Just watched Kenneth Branagh as SS-Obergruppenführer Heydrich in Conspiracy, the dramatisation of the Wannsee conference which worked out the principles of Hitler’s ‘final solution’ of the Jews. An interesting and disturbing film, based on the fact that one of the participants, ironically named Martin Luther, an Under-Secretary of State at the German Foreign Office, failed to destroy his copy of the (sanitised) minutes.

FT review of interesting book on attempts to clone Silicon Valley.

Excerpt. “Another point stressed in the Stanford papers – and this is particularly relevant to Cambridge – is that clusters are more likely to flourish if they contain some large companies. An increase in the number of companies is not enough; some of them need to transform themselves into global operators that can act as role models, as trainers of technical and managerial staff and as a source of spin-offs.

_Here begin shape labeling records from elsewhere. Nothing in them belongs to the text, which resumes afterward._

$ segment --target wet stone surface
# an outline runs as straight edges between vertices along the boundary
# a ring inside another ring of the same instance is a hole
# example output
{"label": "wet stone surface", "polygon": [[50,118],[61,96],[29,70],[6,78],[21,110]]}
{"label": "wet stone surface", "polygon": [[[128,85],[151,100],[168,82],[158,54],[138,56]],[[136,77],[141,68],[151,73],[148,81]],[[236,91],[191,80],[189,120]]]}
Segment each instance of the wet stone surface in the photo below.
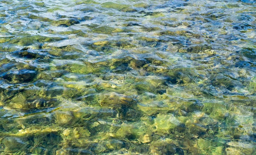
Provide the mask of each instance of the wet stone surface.
{"label": "wet stone surface", "polygon": [[0,154],[255,155],[256,11],[0,0]]}

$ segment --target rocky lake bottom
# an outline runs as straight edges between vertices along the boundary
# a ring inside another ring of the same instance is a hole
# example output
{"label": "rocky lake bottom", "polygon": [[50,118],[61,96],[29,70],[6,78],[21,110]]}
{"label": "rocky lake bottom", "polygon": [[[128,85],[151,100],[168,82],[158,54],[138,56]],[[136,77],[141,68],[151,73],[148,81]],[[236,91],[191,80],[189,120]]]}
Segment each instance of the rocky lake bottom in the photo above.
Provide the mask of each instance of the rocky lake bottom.
{"label": "rocky lake bottom", "polygon": [[0,155],[256,155],[256,0],[0,0]]}

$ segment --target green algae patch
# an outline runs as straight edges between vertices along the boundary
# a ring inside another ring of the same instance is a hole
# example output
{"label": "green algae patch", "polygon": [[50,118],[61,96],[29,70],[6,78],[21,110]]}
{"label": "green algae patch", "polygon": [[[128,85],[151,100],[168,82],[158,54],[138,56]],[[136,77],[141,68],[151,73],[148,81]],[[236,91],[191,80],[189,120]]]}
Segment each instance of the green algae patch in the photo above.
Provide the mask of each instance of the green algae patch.
{"label": "green algae patch", "polygon": [[114,28],[110,26],[100,26],[94,28],[93,32],[99,34],[110,34],[112,33],[121,32],[122,30],[119,28]]}
{"label": "green algae patch", "polygon": [[103,8],[114,8],[124,12],[132,12],[135,11],[135,10],[130,8],[131,6],[127,4],[121,4],[113,2],[108,2],[103,3],[101,6]]}
{"label": "green algae patch", "polygon": [[139,39],[141,40],[145,41],[148,42],[156,42],[158,41],[157,39],[149,38],[145,37],[141,37]]}
{"label": "green algae patch", "polygon": [[95,2],[95,1],[92,0],[83,0],[81,2],[76,2],[77,4],[99,4],[99,3]]}
{"label": "green algae patch", "polygon": [[137,3],[134,5],[134,6],[136,7],[144,8],[146,8],[149,6],[149,5],[147,3]]}

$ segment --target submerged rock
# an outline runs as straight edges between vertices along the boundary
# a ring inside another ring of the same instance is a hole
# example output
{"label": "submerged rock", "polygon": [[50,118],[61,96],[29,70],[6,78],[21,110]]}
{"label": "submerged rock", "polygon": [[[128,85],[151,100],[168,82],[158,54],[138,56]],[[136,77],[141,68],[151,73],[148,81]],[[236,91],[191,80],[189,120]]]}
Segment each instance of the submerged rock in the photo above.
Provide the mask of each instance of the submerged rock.
{"label": "submerged rock", "polygon": [[37,74],[35,70],[23,69],[4,73],[2,78],[9,81],[12,80],[17,82],[29,82],[34,80]]}

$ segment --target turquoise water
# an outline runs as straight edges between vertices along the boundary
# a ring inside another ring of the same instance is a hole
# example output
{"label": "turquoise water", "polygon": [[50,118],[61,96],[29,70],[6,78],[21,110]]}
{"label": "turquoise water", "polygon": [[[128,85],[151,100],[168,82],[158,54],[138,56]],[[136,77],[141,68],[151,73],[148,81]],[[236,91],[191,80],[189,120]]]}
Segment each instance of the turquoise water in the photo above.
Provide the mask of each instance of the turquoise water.
{"label": "turquoise water", "polygon": [[1,155],[256,155],[256,1],[0,0]]}

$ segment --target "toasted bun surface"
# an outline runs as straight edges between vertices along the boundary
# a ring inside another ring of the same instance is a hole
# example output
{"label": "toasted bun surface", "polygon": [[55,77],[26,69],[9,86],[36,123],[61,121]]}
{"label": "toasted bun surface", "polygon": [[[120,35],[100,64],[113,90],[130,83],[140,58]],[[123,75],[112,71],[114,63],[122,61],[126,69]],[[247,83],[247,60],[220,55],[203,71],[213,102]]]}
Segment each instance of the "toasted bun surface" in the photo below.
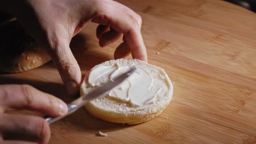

This is the missing ingredient in Britain’s Silicon Fen. Despite the undoubted achievements of ARM Holdings and a few software businesses, there is no Cambridge company in the same league as Nokia or some of the larger Taiwanese firms. Is this because British entrepreneurs shy away from the challenge of managing big, inter-national companies, or are conditions for building such companies less favourable in the UK than in Finland or Taiwan?”

According to a report in New Scientist, sleep scientists at Oxford have discovered an alarming fact – counting sheep does not help you drop off after all. But there is consolation for insomniacs, as they also found that conjuring up a pleasant and relaxing scene will have you nodding off in no time.

Those finding hard to sleep often seek distraction and some distractions work better than others, a team at Oxford University has found. “Picturing an engaging scene takes up more brain space than the same dirty old sheep,” says Allison Harvey. “Plus it’s easier to stay with it because it’s more interesting,” she adds.

“A Mess in Theory — a Mess in Practice”. Thoughtful article by Simon Caulkin on the failure of management education in Britain. Very good on the baleful impact of the RAE.

“management research must pass a dual test of rigour: it must be theoretically robust but also stand up to the buffeting of practice. (As one business-school head used to say: ‘There’s nothing so practical as a good theory.’) It is also transdisciplinary. Important issues such as supply-chain management or indeed productivity do not sit comfortably in traditional subject areas.

RAE tramples on both these imperatives. It judges research in 69 standalone units of assessment, and in purely academic terms, by peer review of books and articles in learned journals. For RAE purposes, articles in Harvard Business Review, the most influential management publication on the planet, don’t count because it is not an academic journal. ”

Netscape Communications, AOL Time Warner’s subsidiary, on Tuesday sued Microsoft for damages, citing its anti-competitive behaviour during the so-called “browser wars” in the mid-1990s. The private antitrust lawsuit is based on the government’s antitrust case against the software giant, which found the company guilty of anti-competitive behaviour. FT story here.

What a difference a year makes. According to this morning’s Financial Times, the John Lewis Partnership is to close Buy.com, the internet business it bought last year, following strong Christmas trading on its own website. The retail group hopes most of Buy.com’s 200,000 customers will move to to Johnlewis.com, where it will set up a technology shop.